The bright side of the report was some easing of inflation. Businesses are still paying higher prices for supplies, but the inflation gauge has fallen to its lowest level in nearly two years.
However, it will take some time before the economy begins to benefit. Inflation jumped 9.1% last year, according to a popular indicator that tracks the cost of living.
Problems getting supplies also continued to fade. Lack of supplies played a large role in the worst spread of inflation in the United States in nearly 41 years.

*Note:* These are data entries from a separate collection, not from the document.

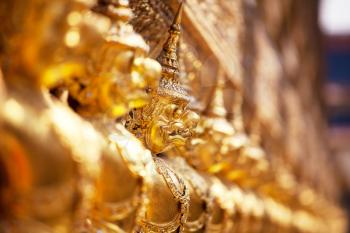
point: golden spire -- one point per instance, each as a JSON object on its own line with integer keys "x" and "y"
{"x": 217, "y": 107}
{"x": 168, "y": 57}
{"x": 121, "y": 32}
{"x": 169, "y": 85}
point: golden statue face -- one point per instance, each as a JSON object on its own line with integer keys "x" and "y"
{"x": 162, "y": 125}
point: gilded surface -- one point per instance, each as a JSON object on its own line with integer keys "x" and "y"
{"x": 96, "y": 136}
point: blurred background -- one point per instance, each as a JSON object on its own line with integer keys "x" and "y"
{"x": 334, "y": 19}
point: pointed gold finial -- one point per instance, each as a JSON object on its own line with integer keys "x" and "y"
{"x": 217, "y": 106}
{"x": 169, "y": 85}
{"x": 168, "y": 57}
{"x": 121, "y": 32}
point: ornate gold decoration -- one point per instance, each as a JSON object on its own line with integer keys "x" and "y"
{"x": 83, "y": 171}
{"x": 118, "y": 74}
{"x": 165, "y": 122}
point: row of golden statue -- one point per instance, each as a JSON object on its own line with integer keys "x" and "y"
{"x": 97, "y": 137}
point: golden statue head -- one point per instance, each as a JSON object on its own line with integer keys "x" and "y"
{"x": 166, "y": 122}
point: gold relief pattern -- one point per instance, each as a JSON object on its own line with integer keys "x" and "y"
{"x": 122, "y": 149}
{"x": 165, "y": 122}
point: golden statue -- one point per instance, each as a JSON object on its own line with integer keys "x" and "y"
{"x": 96, "y": 136}
{"x": 165, "y": 122}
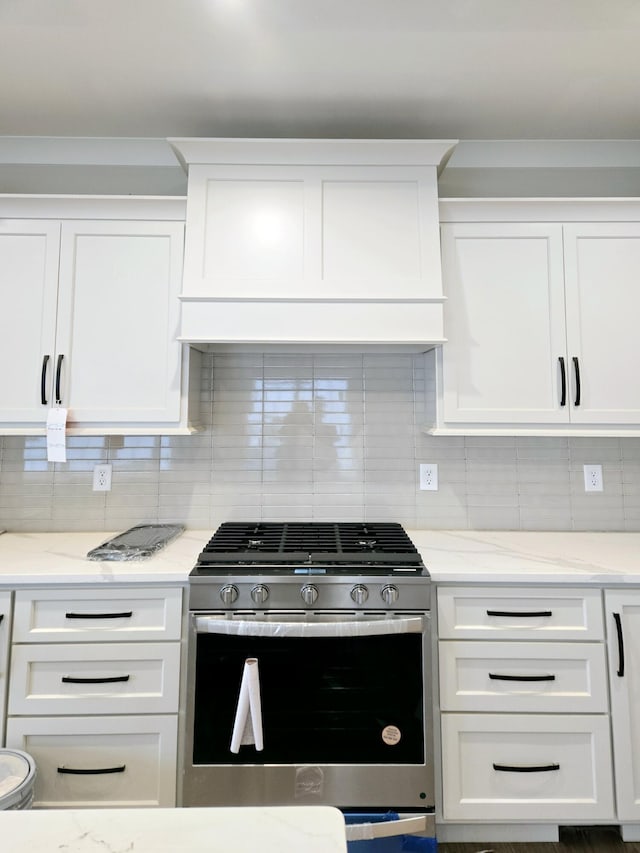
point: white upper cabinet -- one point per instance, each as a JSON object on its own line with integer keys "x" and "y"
{"x": 29, "y": 257}
{"x": 540, "y": 318}
{"x": 94, "y": 314}
{"x": 328, "y": 241}
{"x": 602, "y": 276}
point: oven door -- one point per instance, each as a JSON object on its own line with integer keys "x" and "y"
{"x": 344, "y": 710}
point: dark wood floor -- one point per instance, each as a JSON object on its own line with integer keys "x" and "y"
{"x": 572, "y": 840}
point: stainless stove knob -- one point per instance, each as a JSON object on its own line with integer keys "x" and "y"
{"x": 260, "y": 593}
{"x": 359, "y": 593}
{"x": 229, "y": 593}
{"x": 389, "y": 594}
{"x": 309, "y": 593}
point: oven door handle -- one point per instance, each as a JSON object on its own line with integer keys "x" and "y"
{"x": 343, "y": 628}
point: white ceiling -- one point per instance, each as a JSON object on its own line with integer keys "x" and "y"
{"x": 461, "y": 69}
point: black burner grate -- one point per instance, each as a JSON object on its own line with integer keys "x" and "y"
{"x": 313, "y": 542}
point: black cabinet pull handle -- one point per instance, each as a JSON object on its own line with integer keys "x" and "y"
{"x": 43, "y": 381}
{"x": 125, "y": 615}
{"x": 94, "y": 772}
{"x": 563, "y": 382}
{"x": 618, "y": 622}
{"x": 58, "y": 373}
{"x": 496, "y": 676}
{"x": 576, "y": 367}
{"x": 527, "y": 613}
{"x": 526, "y": 768}
{"x": 70, "y": 679}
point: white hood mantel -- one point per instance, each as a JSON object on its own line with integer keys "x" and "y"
{"x": 308, "y": 241}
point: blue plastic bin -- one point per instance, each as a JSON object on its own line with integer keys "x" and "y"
{"x": 392, "y": 844}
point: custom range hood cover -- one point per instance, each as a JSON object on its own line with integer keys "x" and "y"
{"x": 312, "y": 242}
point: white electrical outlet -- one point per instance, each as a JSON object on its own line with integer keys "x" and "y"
{"x": 102, "y": 478}
{"x": 593, "y": 478}
{"x": 428, "y": 476}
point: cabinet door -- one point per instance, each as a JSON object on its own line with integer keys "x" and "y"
{"x": 602, "y": 263}
{"x": 624, "y": 674}
{"x": 28, "y": 294}
{"x": 504, "y": 323}
{"x": 117, "y": 321}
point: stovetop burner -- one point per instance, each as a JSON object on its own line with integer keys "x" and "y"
{"x": 340, "y": 546}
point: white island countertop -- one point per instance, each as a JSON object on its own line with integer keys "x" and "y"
{"x": 453, "y": 556}
{"x": 314, "y": 829}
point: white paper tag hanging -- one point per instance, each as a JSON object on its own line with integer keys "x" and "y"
{"x": 247, "y": 728}
{"x": 56, "y": 435}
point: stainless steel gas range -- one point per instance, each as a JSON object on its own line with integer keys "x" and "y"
{"x": 309, "y": 668}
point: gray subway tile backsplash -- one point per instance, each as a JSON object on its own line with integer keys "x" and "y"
{"x": 317, "y": 437}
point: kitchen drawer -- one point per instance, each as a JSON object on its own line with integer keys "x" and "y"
{"x": 483, "y": 776}
{"x": 120, "y": 761}
{"x": 525, "y": 677}
{"x": 112, "y": 614}
{"x": 106, "y": 678}
{"x": 519, "y": 613}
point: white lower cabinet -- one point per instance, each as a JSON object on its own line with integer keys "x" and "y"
{"x": 527, "y": 767}
{"x": 100, "y": 761}
{"x": 5, "y": 634}
{"x": 94, "y": 694}
{"x": 623, "y": 629}
{"x": 524, "y": 711}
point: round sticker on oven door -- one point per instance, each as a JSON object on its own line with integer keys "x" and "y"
{"x": 391, "y": 735}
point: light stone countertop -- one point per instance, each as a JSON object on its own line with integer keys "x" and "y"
{"x": 454, "y": 556}
{"x": 512, "y": 557}
{"x": 317, "y": 829}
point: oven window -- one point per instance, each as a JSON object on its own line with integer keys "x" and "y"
{"x": 325, "y": 700}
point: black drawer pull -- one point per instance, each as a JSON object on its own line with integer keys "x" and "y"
{"x": 58, "y": 375}
{"x": 497, "y": 677}
{"x": 43, "y": 380}
{"x": 526, "y": 768}
{"x": 70, "y": 679}
{"x": 125, "y": 615}
{"x": 618, "y": 621}
{"x": 528, "y": 613}
{"x": 563, "y": 382}
{"x": 98, "y": 771}
{"x": 576, "y": 367}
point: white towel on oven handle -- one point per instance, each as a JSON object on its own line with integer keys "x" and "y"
{"x": 247, "y": 727}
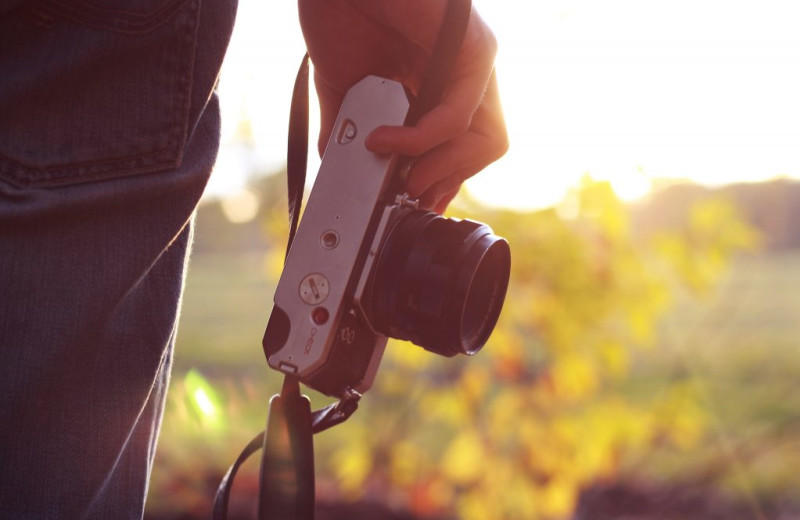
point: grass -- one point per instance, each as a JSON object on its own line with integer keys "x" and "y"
{"x": 737, "y": 349}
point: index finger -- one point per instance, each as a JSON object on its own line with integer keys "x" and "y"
{"x": 453, "y": 116}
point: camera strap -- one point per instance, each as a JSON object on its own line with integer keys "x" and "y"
{"x": 286, "y": 480}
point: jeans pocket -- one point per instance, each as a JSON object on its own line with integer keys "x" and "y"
{"x": 89, "y": 92}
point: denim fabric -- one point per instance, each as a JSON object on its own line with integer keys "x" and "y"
{"x": 108, "y": 131}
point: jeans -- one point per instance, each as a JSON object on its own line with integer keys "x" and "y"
{"x": 109, "y": 127}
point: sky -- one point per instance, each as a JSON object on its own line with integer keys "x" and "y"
{"x": 628, "y": 91}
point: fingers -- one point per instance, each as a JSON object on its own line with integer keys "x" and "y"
{"x": 436, "y": 173}
{"x": 472, "y": 72}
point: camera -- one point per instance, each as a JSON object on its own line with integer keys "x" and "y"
{"x": 367, "y": 263}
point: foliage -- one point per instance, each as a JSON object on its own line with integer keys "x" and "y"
{"x": 515, "y": 432}
{"x": 519, "y": 430}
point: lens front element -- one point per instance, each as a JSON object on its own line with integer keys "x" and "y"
{"x": 440, "y": 283}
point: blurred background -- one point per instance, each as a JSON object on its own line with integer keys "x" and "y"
{"x": 646, "y": 362}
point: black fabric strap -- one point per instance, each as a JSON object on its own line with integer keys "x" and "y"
{"x": 437, "y": 73}
{"x": 287, "y": 466}
{"x": 297, "y": 149}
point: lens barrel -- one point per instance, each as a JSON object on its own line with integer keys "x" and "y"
{"x": 439, "y": 283}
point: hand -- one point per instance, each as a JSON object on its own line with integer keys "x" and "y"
{"x": 350, "y": 39}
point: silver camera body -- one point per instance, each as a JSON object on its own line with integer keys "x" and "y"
{"x": 327, "y": 327}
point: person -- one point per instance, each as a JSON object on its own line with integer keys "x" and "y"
{"x": 109, "y": 127}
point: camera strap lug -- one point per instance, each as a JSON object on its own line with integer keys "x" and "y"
{"x": 336, "y": 413}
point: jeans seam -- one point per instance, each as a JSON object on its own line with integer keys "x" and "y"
{"x": 115, "y": 20}
{"x": 24, "y": 176}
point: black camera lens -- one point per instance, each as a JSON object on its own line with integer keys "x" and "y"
{"x": 439, "y": 283}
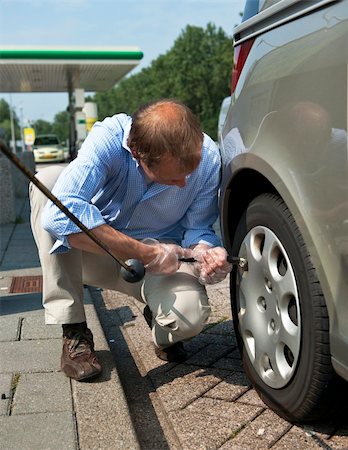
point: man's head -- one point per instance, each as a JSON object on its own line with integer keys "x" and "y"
{"x": 166, "y": 133}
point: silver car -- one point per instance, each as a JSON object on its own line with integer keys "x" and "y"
{"x": 284, "y": 202}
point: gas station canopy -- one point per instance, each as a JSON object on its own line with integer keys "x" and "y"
{"x": 64, "y": 69}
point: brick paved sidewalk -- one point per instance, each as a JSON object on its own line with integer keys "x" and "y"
{"x": 207, "y": 402}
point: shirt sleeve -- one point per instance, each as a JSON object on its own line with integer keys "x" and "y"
{"x": 78, "y": 184}
{"x": 203, "y": 212}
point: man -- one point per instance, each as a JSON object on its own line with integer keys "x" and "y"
{"x": 147, "y": 187}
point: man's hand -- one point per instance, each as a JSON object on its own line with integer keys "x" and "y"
{"x": 211, "y": 266}
{"x": 166, "y": 261}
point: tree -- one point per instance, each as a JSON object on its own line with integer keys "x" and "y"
{"x": 196, "y": 70}
{"x": 5, "y": 122}
{"x": 60, "y": 125}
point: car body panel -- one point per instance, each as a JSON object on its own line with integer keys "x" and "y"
{"x": 287, "y": 129}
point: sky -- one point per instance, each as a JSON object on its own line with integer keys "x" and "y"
{"x": 151, "y": 25}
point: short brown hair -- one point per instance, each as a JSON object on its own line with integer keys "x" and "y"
{"x": 166, "y": 127}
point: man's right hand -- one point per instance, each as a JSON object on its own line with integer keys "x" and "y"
{"x": 166, "y": 261}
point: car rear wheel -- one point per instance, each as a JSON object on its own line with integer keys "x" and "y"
{"x": 280, "y": 314}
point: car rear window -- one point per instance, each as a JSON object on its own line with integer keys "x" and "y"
{"x": 46, "y": 140}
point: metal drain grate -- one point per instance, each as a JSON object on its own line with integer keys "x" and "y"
{"x": 20, "y": 285}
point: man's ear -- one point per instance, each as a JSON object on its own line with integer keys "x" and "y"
{"x": 135, "y": 154}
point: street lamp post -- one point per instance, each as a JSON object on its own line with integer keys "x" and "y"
{"x": 13, "y": 136}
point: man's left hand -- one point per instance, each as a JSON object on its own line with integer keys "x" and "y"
{"x": 211, "y": 266}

The Big Picture: The US economy has slowed since the end of last year due to high inflation, high interest rates and the end of government stimulus. Gross domestic product, the economy’s official scorecard, has fallen for two consecutive quarters, meeting an outdated but unofficial definition of a recession.
While factories are still operating near the full mile, work has slowed and could get worse in the coming months as indicated by a drop in orders. New orders reflect future sales.
In some cases, customers have ordered too much and are waiting for the products they have to sell. They are also worried about stagnation.
“Our markets are still resilient; however, I think there is a slowdown coming,” said a senior executive at a company that makes metal parts for ISM. “We’re wary of going too far with requests.”
The new orders index fell 1.2 points to 48%. This is the lowest level since May 2020.
The production index fell 1.4 points to 53.5%.
The employment gauge rose 2.6 points to 49.9%. Fiori said most manufacturers are still trying to hire in a positive sign for the economy.
The price index, a measure of inflation, fell 18.5 points to 60%, its lowest in nearly two years. Most of the decline reflects lower energy prices.
I look ahead: “The broad slowdown in the economy is evident in the manufacturing sector as well,” said chief investment officer Jim Beard of Planet Moran Financial Advisors. “However, conditions are slightly expansionary, a welcome sign amid the rampant negativity in the wake of last week’s GDP report.”
market reaction: Dow Jones Industrial Average DJIA,
and the S&P 500 SPX,
It fell slightly in trading on Monday. The losses were extended after the ISM report.